Posted by: Rocky Marks at August 17, 2009 07:14 PM
Comment #286457

This is not something you should be proud of, Robert.

First, you were never, never, in the right factually. There was never a such thing as a Death Panel.

Second, you were never in the right morally, either in how you went about convincing people of this, or in what you opposed. What is the morality in not allowing people to be reimbursed every five years for going to a professional to plan out how their medical affairs are going to be carried out should they no longer be capable of speaking for themselves, for that time or for all time?

Third, and most shamefully, your people voted not once, but twice for this same idea, first when it was introduced as part of Medicare reform in 2003, and then as it was being laid out this year. All the Republicans on one panel voted for it. It wasn’t so politically radioactive, when it wasn’t in the interests of the Republicans to destroy it.

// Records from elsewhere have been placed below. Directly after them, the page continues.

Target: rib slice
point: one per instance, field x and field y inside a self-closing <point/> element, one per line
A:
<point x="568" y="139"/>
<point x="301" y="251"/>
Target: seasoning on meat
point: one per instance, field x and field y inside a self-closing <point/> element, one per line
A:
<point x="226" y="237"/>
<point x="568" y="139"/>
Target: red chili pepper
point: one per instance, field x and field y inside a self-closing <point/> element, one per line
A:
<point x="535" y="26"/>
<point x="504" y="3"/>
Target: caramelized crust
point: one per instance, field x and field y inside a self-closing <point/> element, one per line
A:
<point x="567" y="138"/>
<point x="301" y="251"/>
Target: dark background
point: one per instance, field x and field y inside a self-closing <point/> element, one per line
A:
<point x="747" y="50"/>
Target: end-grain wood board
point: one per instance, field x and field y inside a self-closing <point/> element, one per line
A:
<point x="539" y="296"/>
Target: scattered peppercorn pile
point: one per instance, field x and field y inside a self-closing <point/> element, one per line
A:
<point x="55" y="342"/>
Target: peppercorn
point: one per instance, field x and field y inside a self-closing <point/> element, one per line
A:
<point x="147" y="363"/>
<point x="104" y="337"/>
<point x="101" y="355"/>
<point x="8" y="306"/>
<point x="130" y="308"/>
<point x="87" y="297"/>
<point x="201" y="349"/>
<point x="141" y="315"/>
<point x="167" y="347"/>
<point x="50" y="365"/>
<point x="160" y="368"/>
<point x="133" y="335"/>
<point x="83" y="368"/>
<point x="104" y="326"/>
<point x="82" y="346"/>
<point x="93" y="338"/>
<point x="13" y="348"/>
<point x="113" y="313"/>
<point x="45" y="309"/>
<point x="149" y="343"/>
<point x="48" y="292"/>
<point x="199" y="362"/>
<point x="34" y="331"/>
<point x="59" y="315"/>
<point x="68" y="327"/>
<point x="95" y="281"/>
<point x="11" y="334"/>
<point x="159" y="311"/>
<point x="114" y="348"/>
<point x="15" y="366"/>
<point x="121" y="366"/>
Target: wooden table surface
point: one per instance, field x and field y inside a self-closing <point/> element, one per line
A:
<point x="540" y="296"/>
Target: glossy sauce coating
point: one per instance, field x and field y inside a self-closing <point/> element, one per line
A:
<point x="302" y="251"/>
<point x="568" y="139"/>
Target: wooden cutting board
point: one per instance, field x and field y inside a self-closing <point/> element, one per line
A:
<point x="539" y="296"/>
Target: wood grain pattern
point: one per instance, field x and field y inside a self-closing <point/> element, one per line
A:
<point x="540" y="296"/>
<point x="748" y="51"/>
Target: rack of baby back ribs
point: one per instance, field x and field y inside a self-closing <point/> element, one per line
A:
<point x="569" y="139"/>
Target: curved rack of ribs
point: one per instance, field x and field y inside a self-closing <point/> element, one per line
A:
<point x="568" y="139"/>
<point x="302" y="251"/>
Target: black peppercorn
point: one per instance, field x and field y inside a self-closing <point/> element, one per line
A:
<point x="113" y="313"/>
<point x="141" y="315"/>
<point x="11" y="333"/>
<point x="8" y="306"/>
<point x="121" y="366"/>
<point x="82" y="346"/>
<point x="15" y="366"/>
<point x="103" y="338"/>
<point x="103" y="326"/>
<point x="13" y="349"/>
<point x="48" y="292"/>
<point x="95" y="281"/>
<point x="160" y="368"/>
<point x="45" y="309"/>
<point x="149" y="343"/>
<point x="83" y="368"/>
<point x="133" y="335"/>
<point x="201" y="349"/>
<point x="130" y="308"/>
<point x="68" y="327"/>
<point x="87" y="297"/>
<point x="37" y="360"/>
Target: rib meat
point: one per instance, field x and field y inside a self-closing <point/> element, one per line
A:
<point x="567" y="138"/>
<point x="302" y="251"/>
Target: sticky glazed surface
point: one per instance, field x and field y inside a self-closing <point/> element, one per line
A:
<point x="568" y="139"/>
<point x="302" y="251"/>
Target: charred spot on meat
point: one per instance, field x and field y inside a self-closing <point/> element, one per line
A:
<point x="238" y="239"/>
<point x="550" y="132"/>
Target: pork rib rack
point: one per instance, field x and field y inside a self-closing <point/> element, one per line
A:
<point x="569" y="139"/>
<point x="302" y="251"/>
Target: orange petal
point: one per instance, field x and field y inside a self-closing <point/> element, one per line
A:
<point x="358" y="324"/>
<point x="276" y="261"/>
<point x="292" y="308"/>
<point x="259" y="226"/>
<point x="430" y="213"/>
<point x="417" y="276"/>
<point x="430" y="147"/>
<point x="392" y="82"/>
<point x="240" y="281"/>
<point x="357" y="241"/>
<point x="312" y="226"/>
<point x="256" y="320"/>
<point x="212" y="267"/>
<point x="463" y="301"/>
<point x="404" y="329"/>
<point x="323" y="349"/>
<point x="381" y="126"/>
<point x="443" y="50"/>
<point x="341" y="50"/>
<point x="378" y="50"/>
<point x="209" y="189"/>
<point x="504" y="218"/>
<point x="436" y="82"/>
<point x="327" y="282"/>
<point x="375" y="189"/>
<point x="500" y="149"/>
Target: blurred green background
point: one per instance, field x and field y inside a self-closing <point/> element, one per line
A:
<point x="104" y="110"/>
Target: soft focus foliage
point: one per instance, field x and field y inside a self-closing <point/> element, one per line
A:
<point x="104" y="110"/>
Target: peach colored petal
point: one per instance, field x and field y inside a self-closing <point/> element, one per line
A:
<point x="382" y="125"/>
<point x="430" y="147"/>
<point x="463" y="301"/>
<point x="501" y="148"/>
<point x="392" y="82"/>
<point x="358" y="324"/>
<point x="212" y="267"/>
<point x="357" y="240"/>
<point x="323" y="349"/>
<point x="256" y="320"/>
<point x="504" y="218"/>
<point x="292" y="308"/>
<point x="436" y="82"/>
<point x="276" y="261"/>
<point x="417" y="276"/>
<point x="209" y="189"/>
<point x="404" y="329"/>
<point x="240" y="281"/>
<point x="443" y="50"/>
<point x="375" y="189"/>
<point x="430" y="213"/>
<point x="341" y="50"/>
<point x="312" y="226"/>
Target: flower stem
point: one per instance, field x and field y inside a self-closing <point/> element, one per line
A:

Unfortunately, the person you call the future of your party (God help us all, you especially, if that’s true), decided it was something evil, and had to destroy it.

The Republicans should weep for their gullibility, to the extent that ignorance allowed this, or their callousness, to the extent their cynicism did.

This is not a game. This is real life.

Palin’s kind of politics is a cancer on your party. Let it linger long enough, and it will be inoperable.

Posted by: Stephen Daugherty at August 17, 2009 08:44 PM
Comment #286458

How about some comic relief while we’re on the subject of healthcare:
My Representative, Ted Poe, has decided to hold a healthcare town hall at a funeral home.

You just can’t make this stuff up.

Posted by: Stephen Daugherty at August 17, 2009 08:57 PM
Comment #286461

I agree that Obama’s not scoring well right now, so I halfway agree with you. The other half, not so much. I’d put it at PALIN -38, OBAMA 0.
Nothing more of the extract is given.